Here’s how Richard Turner starts his shows: “I’m Richard Turner and I represent why you should never play cards with strangers. I’m not a magician but what I do can appear very magical. I’m what is known as a card mechanic. Slang term: card shark.”
A resident of San Antonio, Richard’s unparalleled card skills have been seen on television and stages across the world, including “Penn & Teller: Fool Us.” Penn even said: “Richard Turner is one of the finest slight-of-hand artists who has ever lived.” (Watch the clip here!)
“Have a healthy disregard for anyone who tells you something is impossible.”
Not many topics came up during our conversation that Richard didn’t have a story about. Staying fit? Richard is a sixth degree karate black belt who hasn’t skipped a workout in decades. Fun hobbies? Richard cliff dives. Comic books? He just so happens to have been namedropped in the 2009 DC Comic “Spirit” as one of the protagonists’ magician mentors.
What makes Richard’s accomplishments even more remarkable is the fact that he has been blind since he was nine.
A New Role
Now in his late 60s, Richard remains at the top of the magic game but is also stepping into a new field: Tech entrepreneurship with the co-founder of Siri Inc.
For a quick look into Richard Turner’s story, check out this trailer to his Documentary, “Dealt”
You’re a world famous card mechanic, a sixth degree karate black belt, motivational speaker and so much more. What makes you so accomplished in so many different fields do you think?
I cannot sit. The director of my documentary “Dealt” would say: “Let’s chill,” and to me that is punishment. “Relaxing” is like being told to sit in the corner. I have to be always doing at least one thing, usually two, at all times. Right now, as we’re talking, I’m practicing variations on a card maneuver.
Here are some stats for you: I started practicing with the cards 61 years ago as a seven-year-old, playing cards for M&M’s. I was the oldest and I didn’t like to lose, so I would deal out hands of poker and I realized that if I gave myself one extra card, my chances of winning would increase by 20%. So, I gained a certain reputation at seven years old, but I chose to be an honest cheat!

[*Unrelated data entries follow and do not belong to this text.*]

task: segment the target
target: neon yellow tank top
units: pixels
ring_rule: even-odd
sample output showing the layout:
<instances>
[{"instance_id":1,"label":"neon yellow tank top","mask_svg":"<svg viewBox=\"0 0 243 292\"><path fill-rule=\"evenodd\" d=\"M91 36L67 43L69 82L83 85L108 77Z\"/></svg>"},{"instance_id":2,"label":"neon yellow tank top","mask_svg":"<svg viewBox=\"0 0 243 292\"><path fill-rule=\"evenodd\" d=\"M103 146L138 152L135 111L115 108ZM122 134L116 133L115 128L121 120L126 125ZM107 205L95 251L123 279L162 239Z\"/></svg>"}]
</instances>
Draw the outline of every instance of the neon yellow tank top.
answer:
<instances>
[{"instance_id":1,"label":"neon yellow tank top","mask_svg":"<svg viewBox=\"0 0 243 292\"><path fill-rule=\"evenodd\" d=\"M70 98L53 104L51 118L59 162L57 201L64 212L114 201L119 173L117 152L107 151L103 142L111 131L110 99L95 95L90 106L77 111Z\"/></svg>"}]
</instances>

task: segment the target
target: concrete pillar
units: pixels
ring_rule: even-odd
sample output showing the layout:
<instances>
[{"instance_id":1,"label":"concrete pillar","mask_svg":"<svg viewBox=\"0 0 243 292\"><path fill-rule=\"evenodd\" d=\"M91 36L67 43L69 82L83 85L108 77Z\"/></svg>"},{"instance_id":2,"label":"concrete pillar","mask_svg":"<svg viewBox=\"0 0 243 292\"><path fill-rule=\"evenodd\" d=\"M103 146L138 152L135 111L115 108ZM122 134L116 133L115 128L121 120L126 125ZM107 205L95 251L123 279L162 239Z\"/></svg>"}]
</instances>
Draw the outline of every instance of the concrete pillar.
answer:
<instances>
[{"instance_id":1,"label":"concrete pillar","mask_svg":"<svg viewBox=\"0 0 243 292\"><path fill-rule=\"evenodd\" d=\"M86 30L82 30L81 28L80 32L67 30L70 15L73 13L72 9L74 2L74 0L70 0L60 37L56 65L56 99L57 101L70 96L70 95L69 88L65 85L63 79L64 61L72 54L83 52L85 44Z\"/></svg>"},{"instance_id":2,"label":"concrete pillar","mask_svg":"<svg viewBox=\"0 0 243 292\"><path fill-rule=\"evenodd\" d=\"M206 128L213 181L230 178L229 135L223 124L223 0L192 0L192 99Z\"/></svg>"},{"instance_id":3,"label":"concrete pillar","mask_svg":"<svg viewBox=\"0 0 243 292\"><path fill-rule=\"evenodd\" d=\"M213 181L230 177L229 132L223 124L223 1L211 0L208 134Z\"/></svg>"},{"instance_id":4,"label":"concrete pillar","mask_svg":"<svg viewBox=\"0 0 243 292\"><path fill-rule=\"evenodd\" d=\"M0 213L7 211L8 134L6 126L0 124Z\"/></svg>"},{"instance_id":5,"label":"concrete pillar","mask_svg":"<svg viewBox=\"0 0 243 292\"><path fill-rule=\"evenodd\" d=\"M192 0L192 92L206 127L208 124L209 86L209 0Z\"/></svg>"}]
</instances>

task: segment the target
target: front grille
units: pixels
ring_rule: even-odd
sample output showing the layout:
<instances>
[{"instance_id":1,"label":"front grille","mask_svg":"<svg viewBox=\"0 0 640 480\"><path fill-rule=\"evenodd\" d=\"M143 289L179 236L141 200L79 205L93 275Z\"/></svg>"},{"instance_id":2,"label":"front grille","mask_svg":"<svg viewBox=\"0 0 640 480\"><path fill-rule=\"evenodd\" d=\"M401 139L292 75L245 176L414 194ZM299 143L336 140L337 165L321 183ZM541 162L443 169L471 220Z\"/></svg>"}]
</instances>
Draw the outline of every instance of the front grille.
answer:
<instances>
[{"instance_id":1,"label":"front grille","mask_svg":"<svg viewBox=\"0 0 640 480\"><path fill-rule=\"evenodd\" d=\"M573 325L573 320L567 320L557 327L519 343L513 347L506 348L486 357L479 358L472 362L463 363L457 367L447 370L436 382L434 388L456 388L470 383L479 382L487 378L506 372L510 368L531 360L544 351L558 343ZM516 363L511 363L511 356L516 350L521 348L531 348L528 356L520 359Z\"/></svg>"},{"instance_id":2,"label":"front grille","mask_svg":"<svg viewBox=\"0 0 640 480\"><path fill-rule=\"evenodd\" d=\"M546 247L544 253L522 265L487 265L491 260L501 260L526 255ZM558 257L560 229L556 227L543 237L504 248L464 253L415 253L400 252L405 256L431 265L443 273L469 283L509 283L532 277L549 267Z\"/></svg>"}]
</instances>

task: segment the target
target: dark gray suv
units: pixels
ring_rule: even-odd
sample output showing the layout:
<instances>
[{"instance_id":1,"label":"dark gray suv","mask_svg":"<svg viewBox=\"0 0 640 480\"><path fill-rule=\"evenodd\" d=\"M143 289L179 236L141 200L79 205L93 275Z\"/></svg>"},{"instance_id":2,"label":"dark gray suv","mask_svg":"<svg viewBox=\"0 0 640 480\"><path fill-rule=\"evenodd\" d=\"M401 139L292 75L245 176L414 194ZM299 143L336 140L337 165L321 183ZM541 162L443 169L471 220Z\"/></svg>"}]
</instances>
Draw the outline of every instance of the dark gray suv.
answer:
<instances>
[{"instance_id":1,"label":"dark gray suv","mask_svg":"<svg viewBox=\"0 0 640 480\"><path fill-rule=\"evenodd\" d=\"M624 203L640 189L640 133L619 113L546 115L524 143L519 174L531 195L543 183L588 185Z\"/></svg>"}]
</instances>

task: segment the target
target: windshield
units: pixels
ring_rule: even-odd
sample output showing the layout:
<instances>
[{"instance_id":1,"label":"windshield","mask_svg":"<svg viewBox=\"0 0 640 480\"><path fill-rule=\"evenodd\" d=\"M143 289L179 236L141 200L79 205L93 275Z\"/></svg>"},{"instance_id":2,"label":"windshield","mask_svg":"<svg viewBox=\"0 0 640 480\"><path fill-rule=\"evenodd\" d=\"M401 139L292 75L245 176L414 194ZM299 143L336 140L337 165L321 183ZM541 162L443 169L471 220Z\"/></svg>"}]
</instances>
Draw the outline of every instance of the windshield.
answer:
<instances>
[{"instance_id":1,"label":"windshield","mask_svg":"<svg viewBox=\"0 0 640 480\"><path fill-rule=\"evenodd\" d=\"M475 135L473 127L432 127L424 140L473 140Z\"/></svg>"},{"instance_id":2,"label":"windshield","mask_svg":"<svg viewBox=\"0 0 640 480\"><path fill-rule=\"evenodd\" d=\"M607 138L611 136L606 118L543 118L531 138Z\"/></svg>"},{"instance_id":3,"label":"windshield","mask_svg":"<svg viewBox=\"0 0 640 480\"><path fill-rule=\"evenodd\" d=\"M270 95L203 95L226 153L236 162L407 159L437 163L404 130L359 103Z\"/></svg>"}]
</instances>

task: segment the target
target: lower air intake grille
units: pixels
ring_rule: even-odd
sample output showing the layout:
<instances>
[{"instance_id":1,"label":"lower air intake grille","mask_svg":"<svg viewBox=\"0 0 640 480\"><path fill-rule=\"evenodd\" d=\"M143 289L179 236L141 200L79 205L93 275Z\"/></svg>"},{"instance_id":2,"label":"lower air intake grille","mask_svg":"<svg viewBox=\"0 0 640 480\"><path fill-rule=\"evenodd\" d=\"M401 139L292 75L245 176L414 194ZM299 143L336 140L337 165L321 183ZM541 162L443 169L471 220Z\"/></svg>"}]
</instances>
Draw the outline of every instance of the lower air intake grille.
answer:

For 50 years I practiced cards every day. For at least 25 of those years my average practice time was 14-16 hours per day. The only time I was not practicing cards was when I was working out or sleeping.
How has technology changed your act over the years?
Well, not necessarily my act–but is technology crucial to everything I do? Big time. Sitting in front of me right now is “Jaws,” my talking computer, and what’s called a “Stream” which is a device for the visually impaired where I have thousands of audio books in my collection. I listen to books while I work out and practice.
A lot of older people are losing their sight, and I want them to know that technology is so fantastic. Every day it grows and becomes more friendly. I always thank Adam Cheyer, my co-founder of 52 Productions, because he was the co-founder of Siri Inc. Artificial intelligence has been an equalizer for people who are visually impaired and those who are not.
For example, we used to have a telecom system in our house but now we have Alexas. It was easy to set up and now if I want to talk to wife in the kitchen I just say: “Alexa – drop in on the kitchen.”
Tell me more about 52 Productions, your new tech company! What’s it like starting a new career in a new field in your 60s?
We’re keeping everything very close to the chest, but it is fun. I’m 67, heading into 68. At that age most people would retire. Forget that business! I look at everything I’m doing at any given moment as an adventure.
Generally though, we’re creating gambling and logic games that you can play on any smart device. You’ll be able to play them for fun, with other people. And you’ll be able to do what is called “real money playing.” Of course, our CGP (Conversational Gaming Platform) will be accessibility friendly.
What does aging with attitude mean to you?
One of my philosophies is “take possible out of impossible. Have a healthy disregard for anyone who tells you something is impossible.”
I lost my eyesight at nine and I dealt with that. Now 60 years later, I’m having to deal with “there goes that knee.” Fine! Give me the titanium knee!